Cette technique rencontre toutefois plusieurs limites. D'abord elle n'est accessible qu'aux grandes entreprises. Ensuite, elle ne permet de délivrer que quelques millions, voire quelques dizaines de millions d'euros. Des montants non négligeables mais qui peuvent se révéler assez faibles au regard des pertes financières observées. A titre d'exemple, l'impact de l'épidémie de Stras, partie de Chine en 2002, avait été estimé à entre 30 et 50 milliards de dollars pour le seul secteur du tourisme.
L'option de l'assurance paramétrique
Une autre option relève de l'assurance paramétrique, qui consiste, comme son nom l'indique, à lier le versement d'une indemnité à certains paramètres de déclenchement définis en amont, et non pas à la déclaration d'un sinistre par l'assuré comme dans les modèles classiques.
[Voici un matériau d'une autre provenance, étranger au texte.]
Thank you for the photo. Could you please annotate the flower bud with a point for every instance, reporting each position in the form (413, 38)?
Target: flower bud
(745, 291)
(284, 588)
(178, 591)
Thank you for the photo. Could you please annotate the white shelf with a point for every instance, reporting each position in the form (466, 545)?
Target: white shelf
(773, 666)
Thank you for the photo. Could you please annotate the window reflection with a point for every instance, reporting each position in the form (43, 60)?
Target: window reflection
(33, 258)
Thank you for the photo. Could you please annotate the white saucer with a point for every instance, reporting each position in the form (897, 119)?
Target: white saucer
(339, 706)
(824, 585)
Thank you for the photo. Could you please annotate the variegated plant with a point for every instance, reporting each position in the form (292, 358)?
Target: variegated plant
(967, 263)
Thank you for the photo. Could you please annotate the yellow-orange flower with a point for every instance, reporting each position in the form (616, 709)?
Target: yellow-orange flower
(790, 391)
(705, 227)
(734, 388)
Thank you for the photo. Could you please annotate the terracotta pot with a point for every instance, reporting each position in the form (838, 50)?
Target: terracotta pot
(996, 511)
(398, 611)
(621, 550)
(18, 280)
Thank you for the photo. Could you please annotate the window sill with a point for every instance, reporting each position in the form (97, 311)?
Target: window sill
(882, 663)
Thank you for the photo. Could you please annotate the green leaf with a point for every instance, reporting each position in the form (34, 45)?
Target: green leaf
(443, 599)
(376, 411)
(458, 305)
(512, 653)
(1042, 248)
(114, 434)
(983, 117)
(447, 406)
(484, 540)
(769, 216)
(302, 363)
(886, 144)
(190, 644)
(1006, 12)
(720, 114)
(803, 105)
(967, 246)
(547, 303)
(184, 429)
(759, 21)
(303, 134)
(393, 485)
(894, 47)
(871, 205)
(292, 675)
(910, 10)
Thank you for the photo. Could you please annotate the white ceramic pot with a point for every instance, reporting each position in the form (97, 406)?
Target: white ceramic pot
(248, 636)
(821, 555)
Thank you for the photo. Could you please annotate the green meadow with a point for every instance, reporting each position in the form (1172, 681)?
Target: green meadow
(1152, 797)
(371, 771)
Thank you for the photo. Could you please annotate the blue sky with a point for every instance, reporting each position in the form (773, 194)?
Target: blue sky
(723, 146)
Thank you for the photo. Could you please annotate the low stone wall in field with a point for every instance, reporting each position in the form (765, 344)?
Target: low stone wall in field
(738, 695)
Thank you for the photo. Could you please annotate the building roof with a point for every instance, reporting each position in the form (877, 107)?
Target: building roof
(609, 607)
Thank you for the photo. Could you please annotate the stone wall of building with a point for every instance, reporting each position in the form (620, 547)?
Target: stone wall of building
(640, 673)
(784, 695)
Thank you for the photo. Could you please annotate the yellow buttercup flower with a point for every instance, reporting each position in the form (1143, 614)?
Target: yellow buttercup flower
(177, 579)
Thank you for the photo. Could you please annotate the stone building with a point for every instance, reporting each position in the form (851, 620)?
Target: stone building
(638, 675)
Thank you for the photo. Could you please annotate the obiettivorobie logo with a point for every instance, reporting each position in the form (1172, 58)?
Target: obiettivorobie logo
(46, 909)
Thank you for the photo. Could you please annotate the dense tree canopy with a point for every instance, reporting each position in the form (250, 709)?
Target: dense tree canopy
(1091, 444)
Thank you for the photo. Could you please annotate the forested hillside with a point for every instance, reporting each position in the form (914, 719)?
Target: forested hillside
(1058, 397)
Aujourd'hui, cette approche est notamment utilisée pour les risques climatiques mais elle a aussi été adoptée par la Banque mondiale dans le cadre des pandemic bonds ou "obligations pandémiques", quelques années après les effets dévastateurs de l'épidémie d'Ebola, qui a fait plus de 10.000 morts en 2014.
L'avantage ? Disposer rapidement d'importants moyens financiers pour déployer une aide sanitaire dans les plus brefs délais. Les sommes correspondantes aux titres achetés par les investisseurs sur les marchés financiers deviennent en effet disponibles immédiatement, dès lors que les critères de déclenchement sont observés. Ces derniers correspondent, entre autres, au nombre de malades et à la vitesse de propagation de l'épidémie. Certains grands réassureurs ont développé cette approche. "mais, le succès est faible auprès des grandes entreprises car les niveaux de primes sont très élevés et le processus de souscription pas simple » regrette Frédéric Durot.
Une problématique récurrente
Les entreprises non couvertes et d'ores et déjà exposées aux conséquences économiques de l'épidémie se retrouvent quant à elles dans une impasse.
"Ces entreprises ne peuvent plus se tourner vers un assureur pour demander une couverture car il n'y a plus d'aléas, l'événement est déjà survenu. Or, pour pouvoir délivrer une garantie, le risque doit rester aléatoire. Outre cet aspect réglementaire, le temps d'accès à la garantie reste extrêmement long", souligne Frédéric Durot.
"Les entreprises sont mal armées pour faire face aux conséquences financières des épidémies", conclut l'expert, qui rappelle que la problématique n'est pas récente et s'est posée à de nombreuses reprises : pour l'épidémie de Sras en 2002, celle de la grippe H1N1 en 2009, ou encore celle d'Ebola en 2014.